I never went on a protest with Uncle Bobby, and never saw him give a speech in public. But he was always telling stories about his protests against incinerators or nuclear power… and about publicity stunts that he hoped would get people to pay attention.
And I would repeat some of those stories to friends… so much so that decades later when I mentioned Uncle Bobby to a childhood friend, he said “oh yeah, your Greenpeace Uncle!”
Uncle Bobby could talk your ear off telling those stories… or talking about something he’d read and how it gave him an idea for what to do next.
But he was also a great listener, and we could talk for hours about anything at all.
He was a natural storyteller… and knew how to tell a story that would grab your attention… and that would make you think. It didn’t matter if he was talking about an encounter with a politician or about some crazy friend or family member — who might be in the room right now… you probably know who you are.
And I think that stuck with me throughout my life — the power of stories to help us make sense of the world…. And to help change it.

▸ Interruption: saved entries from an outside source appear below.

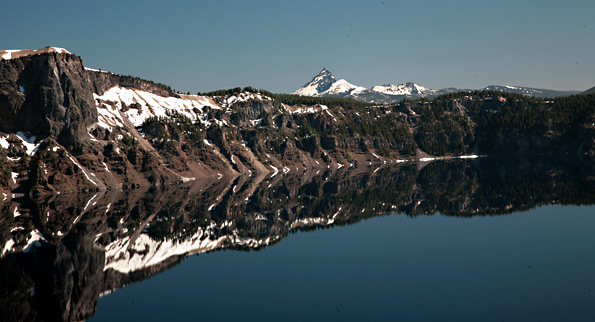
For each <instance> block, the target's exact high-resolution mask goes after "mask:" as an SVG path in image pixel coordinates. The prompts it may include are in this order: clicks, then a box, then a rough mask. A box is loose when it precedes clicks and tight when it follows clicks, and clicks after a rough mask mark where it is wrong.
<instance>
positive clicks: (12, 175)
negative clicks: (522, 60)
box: [0, 48, 595, 198]
mask: <svg viewBox="0 0 595 322" xmlns="http://www.w3.org/2000/svg"><path fill="white" fill-rule="evenodd" d="M6 55H7V54H3V55H2V58H3V59H1V60H0V132H2V133H0V193H3V194H4V195H5V196H6V197H7V198H10V197H9V196H11V195H12V194H13V193H25V194H29V195H32V196H39V195H43V194H47V193H57V192H68V191H81V190H85V191H95V190H109V189H113V188H118V189H120V188H122V189H136V188H138V187H140V186H149V185H151V186H161V185H167V184H172V183H179V182H184V181H189V180H194V179H196V178H202V177H216V178H220V177H222V176H231V177H235V176H238V175H248V176H253V175H257V174H263V173H271V175H273V176H274V175H276V174H277V173H280V172H282V173H288V172H298V173H302V172H304V171H309V170H313V169H314V170H317V171H318V170H321V169H327V168H331V169H340V168H342V167H368V166H371V165H373V164H385V163H391V162H402V161H404V160H411V159H414V158H415V157H430V156H435V157H452V156H457V155H463V154H471V153H473V154H478V153H482V154H492V153H518V152H550V153H551V152H554V153H558V152H560V151H562V152H571V153H572V154H575V153H578V154H579V155H580V156H581V157H587V158H592V155H594V154H595V153H594V152H593V150H594V149H593V146H595V143H593V142H595V141H594V139H593V138H594V137H595V126H593V124H595V96H593V95H590V96H589V95H586V96H580V99H579V98H577V97H578V96H577V97H570V98H559V99H557V100H556V101H554V102H549V101H545V100H542V99H535V98H527V97H523V96H521V95H517V96H515V95H513V94H504V93H500V92H478V93H456V94H449V95H448V96H441V97H438V98H436V99H434V100H432V101H429V100H419V101H408V102H403V103H399V104H396V105H392V106H386V105H385V106H373V105H370V104H366V103H362V102H356V101H350V100H344V99H329V98H326V99H325V98H305V97H298V96H287V95H285V96H284V95H275V94H271V93H267V94H266V95H265V94H264V93H261V92H258V91H255V90H253V89H249V90H244V91H242V90H237V91H234V90H230V91H221V93H218V94H212V95H210V96H197V95H181V94H174V93H172V91H171V89H169V88H168V87H167V86H164V85H160V84H155V83H153V82H150V81H144V80H141V79H139V78H135V77H131V76H122V75H117V74H113V73H108V72H102V71H96V70H91V69H86V68H85V67H84V66H83V62H82V60H81V58H80V57H78V56H75V55H72V54H70V53H68V52H66V51H65V50H52V49H51V48H50V49H45V50H42V51H29V52H28V53H17V54H14V55H13V54H11V55H8V56H10V57H9V59H5V58H4V57H5V56H6ZM8 56H7V57H8Z"/></svg>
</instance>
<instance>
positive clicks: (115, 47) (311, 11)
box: [0, 0, 595, 93]
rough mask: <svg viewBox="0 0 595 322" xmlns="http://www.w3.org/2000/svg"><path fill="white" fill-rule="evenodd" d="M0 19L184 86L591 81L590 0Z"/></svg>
mask: <svg viewBox="0 0 595 322" xmlns="http://www.w3.org/2000/svg"><path fill="white" fill-rule="evenodd" d="M0 21H2V25H3V27H2V32H1V33H0V50H4V49H33V48H41V47H45V46H56V47H63V48H66V49H67V50H69V51H70V52H72V53H74V54H76V55H79V56H81V57H82V58H83V62H84V64H85V66H87V67H91V68H100V69H102V70H108V71H111V72H115V73H119V74H125V75H133V76H139V77H141V78H145V79H150V80H153V81H156V82H160V83H164V84H167V85H170V86H171V87H173V88H175V89H177V90H179V91H182V92H187V91H189V92H191V93H196V92H206V91H211V90H216V89H226V88H232V87H237V86H242V87H243V86H252V87H255V88H262V89H267V90H269V91H272V92H279V93H289V92H293V91H294V90H296V89H298V88H299V87H301V86H302V85H304V84H305V83H307V82H308V81H310V80H311V79H312V78H313V77H314V76H315V75H316V74H318V72H320V70H321V69H322V68H324V67H326V68H328V69H329V70H330V71H331V72H332V73H333V74H334V75H335V77H336V78H337V79H340V78H344V79H346V80H347V81H349V82H351V83H352V84H356V85H360V86H365V87H372V86H374V85H381V84H399V83H404V82H416V83H418V84H421V85H422V86H424V87H428V88H444V87H458V88H481V87H484V86H487V85H492V84H497V85H519V86H528V87H535V88H548V89H555V90H586V89H588V88H591V87H593V86H595V59H594V57H595V1H592V0H587V1H518V0H516V1H480V0H474V1H456V0H450V1H412V0H409V1H389V0H379V1H351V0H343V1H324V0H318V1H258V0H252V1H228V0H220V1H177V0H168V1H152V0H145V1H132V0H118V1H81V0H78V1H66V0H55V1H33V0H20V1H6V2H4V3H3V4H2V5H1V6H0Z"/></svg>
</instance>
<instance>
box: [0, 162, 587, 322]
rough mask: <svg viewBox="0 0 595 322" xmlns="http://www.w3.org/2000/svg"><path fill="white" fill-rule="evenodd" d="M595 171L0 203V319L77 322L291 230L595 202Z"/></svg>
mask: <svg viewBox="0 0 595 322" xmlns="http://www.w3.org/2000/svg"><path fill="white" fill-rule="evenodd" d="M594 173H595V169H594V168H593V167H592V165H585V164H579V163H573V162H572V161H570V160H544V159H539V160H528V159H515V160H504V159H492V158H482V159H477V160H474V161H463V160H458V161H448V162H447V161H444V162H433V163H429V164H408V163H405V164H402V165H400V166H398V167H392V168H389V167H385V168H381V169H373V168H351V169H345V168H343V169H339V170H336V169H335V170H332V171H331V170H329V171H328V172H325V173H322V172H320V173H318V174H315V173H309V172H308V173H303V174H302V173H300V174H293V175H291V174H292V173H291V172H290V173H287V174H285V175H284V176H282V175H281V174H278V175H276V176H273V177H270V176H269V177H266V178H263V177H252V178H250V177H246V176H240V177H237V178H235V179H233V181H226V180H225V179H221V180H214V181H196V182H193V183H192V184H189V183H188V184H186V185H180V186H172V187H168V188H166V189H164V190H156V189H155V188H152V189H150V190H131V191H128V192H126V193H118V192H115V191H108V192H105V193H97V194H86V195H84V194H70V195H68V194H63V195H57V196H53V197H49V198H46V199H42V200H36V201H32V200H20V201H21V203H20V204H16V203H12V204H10V203H4V204H0V207H2V211H3V212H4V215H3V216H2V217H0V251H1V252H2V256H1V257H0V320H2V321H19V320H22V321H35V320H37V321H49V320H52V321H53V320H57V321H77V320H82V319H86V318H88V317H90V316H92V315H93V314H94V311H95V308H96V305H97V301H98V299H99V297H100V295H101V294H104V293H106V292H110V291H111V290H114V289H117V288H120V287H123V286H125V285H126V284H129V283H132V282H135V281H138V280H142V279H144V278H148V277H150V276H152V275H154V274H156V273H158V272H161V271H163V270H164V269H167V268H168V267H171V266H173V265H176V264H178V263H179V262H180V261H181V260H182V259H183V258H184V257H185V256H187V255H188V254H191V253H201V252H206V251H211V250H216V249H222V248H232V249H254V248H259V247H263V246H266V245H271V244H273V243H275V242H276V241H278V240H280V239H281V238H283V237H284V236H286V235H287V234H289V233H291V232H293V231H295V230H297V229H314V228H317V227H327V226H330V225H344V224H352V223H356V222H358V221H360V220H362V219H365V218H368V217H372V216H377V215H384V214H390V213H395V212H396V213H405V214H407V215H422V214H434V213H436V212H440V213H443V214H446V215H457V216H461V215H462V216H473V215H483V214H501V213H510V212H513V211H518V210H525V209H530V208H532V207H535V206H539V205H546V204H593V203H595V184H594V180H595V177H594V176H593V174H594Z"/></svg>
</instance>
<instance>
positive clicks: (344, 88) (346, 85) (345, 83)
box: [324, 79, 366, 95]
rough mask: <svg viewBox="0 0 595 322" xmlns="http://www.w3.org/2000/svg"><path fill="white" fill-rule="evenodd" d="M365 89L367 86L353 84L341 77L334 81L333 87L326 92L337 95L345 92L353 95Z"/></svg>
mask: <svg viewBox="0 0 595 322" xmlns="http://www.w3.org/2000/svg"><path fill="white" fill-rule="evenodd" d="M365 90H366V88H365V87H362V86H357V85H353V84H351V83H349V82H348V81H346V80H344V79H340V80H338V81H336V82H334V83H333V85H331V87H330V88H329V89H328V90H326V91H324V93H325V94H328V95H336V94H344V93H348V94H352V95H353V94H357V93H361V92H363V91H365Z"/></svg>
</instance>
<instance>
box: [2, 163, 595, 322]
mask: <svg viewBox="0 0 595 322" xmlns="http://www.w3.org/2000/svg"><path fill="white" fill-rule="evenodd" d="M342 170H343V171H339V172H327V173H318V174H316V173H304V174H302V175H296V176H281V175H277V176H275V177H270V175H269V176H268V177H264V178H244V177H239V178H233V180H225V179H222V180H214V181H213V180H211V181H197V182H194V183H193V184H189V185H184V186H176V187H167V188H165V189H148V190H138V191H133V192H128V193H116V192H110V193H106V194H102V195H76V196H55V197H52V198H49V199H45V200H36V201H30V200H24V201H22V203H21V205H19V206H20V208H19V209H20V211H21V213H22V215H21V216H18V217H15V218H16V219H15V222H13V223H10V225H8V224H7V223H3V226H2V229H3V230H2V231H3V232H5V231H11V230H13V231H11V234H10V235H9V236H12V237H13V239H12V240H13V243H14V244H15V245H16V246H15V245H13V246H12V249H10V251H7V252H4V254H3V257H2V258H1V259H0V276H3V277H4V281H2V282H0V291H1V292H2V293H1V294H3V296H2V301H1V303H0V306H1V307H0V308H2V310H1V311H2V312H3V313H0V314H2V318H3V320H6V321H9V320H33V319H39V320H58V321H74V320H82V319H89V321H130V320H135V321H163V320H172V321H178V320H205V321H229V320H245V321H254V320H256V321H278V320H282V321H286V320H289V321H305V320H306V321H362V320H365V321H368V320H371V321H374V320H377V321H394V320H404V321H411V320H414V321H445V320H446V321H453V320H456V321H477V320H481V321H502V320H507V321H510V320H518V321H559V320H572V321H582V320H584V321H590V320H593V319H594V318H595V305H593V304H594V303H595V255H594V254H595V234H594V232H595V211H594V210H595V207H594V206H593V204H594V201H595V185H594V182H595V181H594V180H595V179H594V176H593V172H594V168H593V166H592V165H590V164H585V163H583V162H581V161H580V160H568V159H551V158H549V159H548V158H543V157H542V156H539V157H535V158H529V157H522V158H519V157H515V158H482V159H477V160H454V161H438V162H432V163H410V164H401V165H398V166H385V167H382V168H379V169H375V168H367V167H366V168H352V169H342ZM11 225H12V226H11ZM15 225H18V227H21V228H22V229H17V230H14V229H15ZM5 226H6V227H8V228H6V227H5ZM35 230H38V231H39V233H40V234H41V235H42V236H43V237H44V239H45V240H44V241H41V242H38V243H39V244H35V243H34V242H31V238H30V236H32V233H31V232H33V231H35ZM21 231H22V232H21ZM58 232H59V233H58ZM19 234H21V235H23V236H25V237H27V238H24V240H22V241H21V243H20V244H19V243H15V242H14V240H15V239H16V240H17V241H18V240H19V236H21V235H19ZM0 236H3V238H4V239H3V241H4V242H3V245H7V242H6V241H5V240H6V237H5V236H6V233H3V234H2V235H0ZM21 239H22V238H21ZM4 249H6V246H4Z"/></svg>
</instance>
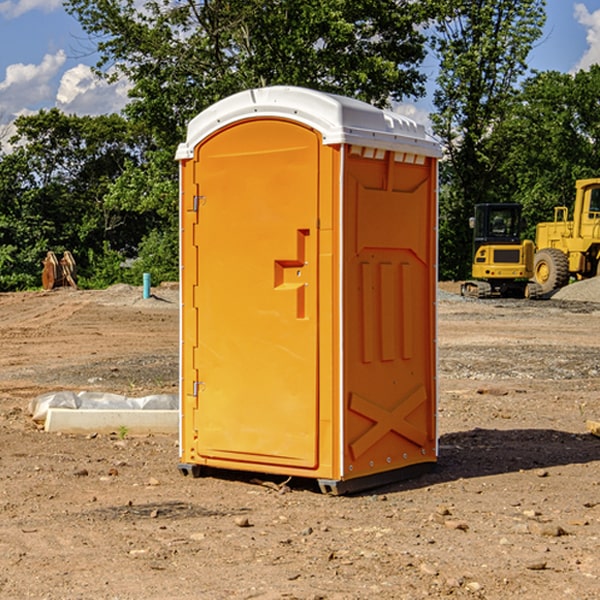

It’s part of what led me to a career in journalism…. And boy, was Uncle Bobby excited to talk about my work during the year I spent reporting on environmental news!
I didn’t really think about the connection between the stories he told me as a child… and the stories I wound up telling for a living until recently… but I think I learned how powerful stories can be from Uncle Bobby.
We would talk for hours… when I was a kid, when I was a teenager, and when I was an adult. And honestly, at this point I can’t remember most of the things we talked about. But I’ll always remember how it felt to talk to Uncle Bobby.
He was interested in hearing what you had to say, and had a smile that would light up his face when he was happy or amused. And for someone who spent so much time fighting against injustice, he did smile a lot.
Maybe it’s easier to keep fighting against the things that make you angry if you can also stay amused.
I miss his smile… and his laugh… and the sound of his voice.
I moved away from Cleveland more than 20 years ago… but I would see Uncle Bobby whenever I came back to visit. And he came to my college graduation in Chicago in 19-98. And when Farrah and I got married in Philadelphia in 2006, he was there too. And I don’t think I’d ever seen him happier than he was that day… except maybe for when he was cuddling with his dogs, Woofgang and Grrrtrude.
Bob Greenbaum could be warm, affectionate, and fiercely loyal to the people in his life.
But he could also be stubborn, crotchety, and frankly, annoying. And that’s because once he got an idea he wouldn’t let it go… whether it was that you shouldn’t hire someone to fix your car because he’d do it for you… or that people working together could get the government or corporations to back down from policies that were hurting people… and hurting the environment.
I was rarely on the receiving end of his anger, but I could see how the same qualities that made him a strong fighter for justice could also make him a difficult person to be friends with. And maybe that’s why it’s always been easier to think of Uncle Bobby as family than as a family friend. Because he was a constant in my life and in my parents’ lives.
He was someone you could get mad at or annoyed with, but you knew that it wouldn’t affect your relationship. He was just telling you where he stood on some topic… and he’d KEEP telling you where he stood on that topic whether you wanted to hear it or not.
Bob Greenbaum left us earlier this year. But he’s also still with us. When I think of him I’ll always remember his joy, his passion for the environment and social justice, and his willingness to keep fighting against great odds. I’ll remember the way he looked after friends and family, even as his own health deteriorated.
And I’ll try to live my life a little better… fight a little harder for what’s right, and be a better listener… and storyteller… and truth-teller because of what I learned from Uncle Bobby.